Increased funding and resources: The memorandum could encourage increased funding and resources to support Public Water Systems in their efforts to improve cybersecurity resilience. This could include federal grants and other funding opportunities, as well as access to technical expertise and training resources.
Requiring the monitoring of ICS/SCADA (Serial, analog and IP) communications could improve the Environmental Protection Agency’s memorandum on “Addressing PWS Cybersecurity in Sanitary Surveys or an Alternate Process” in addressing cybersecurity concerns for Public Water Systems in several ways.
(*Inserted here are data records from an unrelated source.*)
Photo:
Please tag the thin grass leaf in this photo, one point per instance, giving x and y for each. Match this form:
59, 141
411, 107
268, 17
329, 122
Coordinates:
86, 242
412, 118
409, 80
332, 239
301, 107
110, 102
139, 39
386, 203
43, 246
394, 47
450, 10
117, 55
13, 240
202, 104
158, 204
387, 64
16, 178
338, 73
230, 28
Requiring asset and inventory management of ICS/SCADA systems can significantly improve addressing cyber security concerns for Public Water Systems. By keeping a record of all the assets and inventory related to the ICS/SCADA systems, Public Water Systems can better understand their network and system topology, including potential vulnerabilities and risks. This information can help in the identification of critical assets and systems that require more protection and monitoring.
Lastly, the memorandum does not provide a specific definition of what it means for a Public Water System to be “compliant” with the guidance. Instead, the memorandum provides guidance on how Public Water Systems can evaluate their cybersecurity posture and identify areas for improvement. It is ultimately up to each Public Water System to determine what actions they need to take to improve their cybersecurity resilience. In the longer run this will not be adequate to address the challenges that PWS currently faces or will continue to face.